Samsung brings the transparent display closer in Korea
Wed 18 May 2016
Today, Samsung unveiled the first commercial installation of its cutting-edge mirror display at an upscale hair salon in Seoul, South Korea. The 55-inch display units act as a mirror while playing media over the mirrored image.
Effectively, however, the display represents a (90%) transparent layer over an underlying mirror, and is among the early retail-led examples of a device seen frequently in science-fiction movies of the last 20-30 years – a genuinely transparent display. The Planar LookThru OLED Series offers similar reflectivity characteristics, but the prohibitive cost of the technology, as with Samsung, is keeping it within the business display and high-end retail space.
Using Intel 3-D camera technology, Samsung’s displays can also show customers in different hair styles, colors and trends, allowing the hairdressers at the Leekaja Hairbis’ Jamsil salon to provide customized, interactive consultations with their clients. Samsung expects mirror displays to be used in retail, interior design, furniture and fashion markets in the future. Similar 55-inch Samsung mirror displays will be available for purchase worldwide in fall 2016.

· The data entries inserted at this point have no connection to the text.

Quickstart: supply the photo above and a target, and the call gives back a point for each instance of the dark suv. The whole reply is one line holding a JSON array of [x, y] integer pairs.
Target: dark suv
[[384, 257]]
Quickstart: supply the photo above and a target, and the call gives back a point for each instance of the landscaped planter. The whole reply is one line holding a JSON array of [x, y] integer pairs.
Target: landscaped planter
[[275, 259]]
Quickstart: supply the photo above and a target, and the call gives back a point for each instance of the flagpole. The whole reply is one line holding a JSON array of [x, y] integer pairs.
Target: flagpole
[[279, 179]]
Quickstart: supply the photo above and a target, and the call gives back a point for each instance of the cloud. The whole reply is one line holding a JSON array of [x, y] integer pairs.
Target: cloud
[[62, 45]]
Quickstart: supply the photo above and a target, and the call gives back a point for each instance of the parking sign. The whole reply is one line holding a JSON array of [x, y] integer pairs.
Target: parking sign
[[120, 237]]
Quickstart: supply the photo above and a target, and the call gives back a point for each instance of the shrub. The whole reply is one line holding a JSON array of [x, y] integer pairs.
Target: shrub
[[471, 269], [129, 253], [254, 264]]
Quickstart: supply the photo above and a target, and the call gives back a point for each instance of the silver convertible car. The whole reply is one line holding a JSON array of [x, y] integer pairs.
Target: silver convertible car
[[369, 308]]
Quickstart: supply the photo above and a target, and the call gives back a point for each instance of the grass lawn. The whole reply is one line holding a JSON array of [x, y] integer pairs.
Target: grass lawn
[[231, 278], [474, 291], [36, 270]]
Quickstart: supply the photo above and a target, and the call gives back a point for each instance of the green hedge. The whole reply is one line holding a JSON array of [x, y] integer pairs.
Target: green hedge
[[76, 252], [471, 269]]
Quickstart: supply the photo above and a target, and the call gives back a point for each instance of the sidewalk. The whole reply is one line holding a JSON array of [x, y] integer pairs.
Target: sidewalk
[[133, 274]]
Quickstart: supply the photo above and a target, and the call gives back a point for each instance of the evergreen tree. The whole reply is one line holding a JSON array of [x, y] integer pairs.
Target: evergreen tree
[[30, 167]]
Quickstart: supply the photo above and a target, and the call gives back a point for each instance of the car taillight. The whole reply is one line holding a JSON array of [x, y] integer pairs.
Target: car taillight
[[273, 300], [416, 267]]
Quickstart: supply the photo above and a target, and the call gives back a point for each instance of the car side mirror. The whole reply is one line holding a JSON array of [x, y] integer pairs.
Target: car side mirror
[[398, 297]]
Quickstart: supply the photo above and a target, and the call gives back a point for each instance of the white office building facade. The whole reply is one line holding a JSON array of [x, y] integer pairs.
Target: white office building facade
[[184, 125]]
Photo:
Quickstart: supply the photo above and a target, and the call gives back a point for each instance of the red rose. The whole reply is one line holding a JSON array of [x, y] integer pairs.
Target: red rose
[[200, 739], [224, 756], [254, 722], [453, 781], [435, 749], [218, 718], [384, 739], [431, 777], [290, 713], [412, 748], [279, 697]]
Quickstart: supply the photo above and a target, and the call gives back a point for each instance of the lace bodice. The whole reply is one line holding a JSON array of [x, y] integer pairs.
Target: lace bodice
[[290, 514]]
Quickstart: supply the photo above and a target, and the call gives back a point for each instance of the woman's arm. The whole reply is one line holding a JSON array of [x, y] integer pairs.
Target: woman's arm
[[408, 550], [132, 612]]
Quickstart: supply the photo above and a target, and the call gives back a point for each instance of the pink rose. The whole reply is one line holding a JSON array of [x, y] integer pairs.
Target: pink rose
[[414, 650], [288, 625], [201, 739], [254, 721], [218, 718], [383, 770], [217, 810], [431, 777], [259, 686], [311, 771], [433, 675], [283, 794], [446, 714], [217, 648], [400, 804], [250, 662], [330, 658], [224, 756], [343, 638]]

The Samsung mirror display ML55E provides 90% transparency and 55% reflectivity, designed to minimize visual distraction and provide clarity, both in the reflective mirror surface and in the media content overlays. The mirror display comes with the mirror embedded into the transparent display, allowing for parallel installation (rather than installing the two separately.) It also comes with a proximity sensor, which automatically senses when a customer is approaching the display, allowing a change from promotional signage to mirror display. Proximity sensors can also be used to welcome customers to a store as an additional retail application.
Samsung’s OLED mirrored / transparent display screens have been receiving a lot of attention since they were first unveiled last June, at the Retail Asia Expo 2015 in Hong Kong. At that time Oseung Yang, Vice President at Samsung Display Company, said, “Samsung has a long legacy of leadership in technology innovation for digital signage, as well as for other applications, and we are now leading the next wave of digital signage advancement.” He went on, “We are very excited to help bring a new interactive dimension to the world of multi-channel shopping through the integration of our newest OLED displays with Intel® RealSense™ technology.” Retail applications of the transparent screen (without the mirrored backing) were displayed at the 2015 IFA convention in Berlin.
One study shows the market for plastic and flexible OLED displays is expected to rise to $16 billion by 2020, with TV and industrial/professional use to make up 50% of market share.
Interestingly Planar’s own transparent displays, which are aimed at the display and higher-end retail markets, measure the same 55 inches as the Samsung transparent/mirror monitor. Planar has applied the transparent display technology to a number of showcase designs, notably a refrigerator which overlays video in front of the appliance’s contents:
Transparent OLED technology is expensive enough at the moment that you usually need to ask the price, which is not a good sign. However Alibaba sells what appears to be the same transparent OLED product unbranded out of Shenzhen, at a current cost of U.S. $1190.00. The advertisement even includes the fridge example among the possibilities for the glass plane:
Though transparent OLED displays are much beloved of sci-fi movie directors, the main reason for this seems to be that it allows the camera to interact better with actors in a situation which is notoriously hard to film. Both Samsung and Planar seem to be struggling for practical applications of see-through displays which have no touch capability, outside of the exhibition sector. It seems likely that only increased take-up of TOLED at that market-level can bring the tech down to the consumer space – and it is actually quite hard to see what it would do there if it became affordable, particularly if augmented reality interfaces should eventually threaten real-world monitors entirely.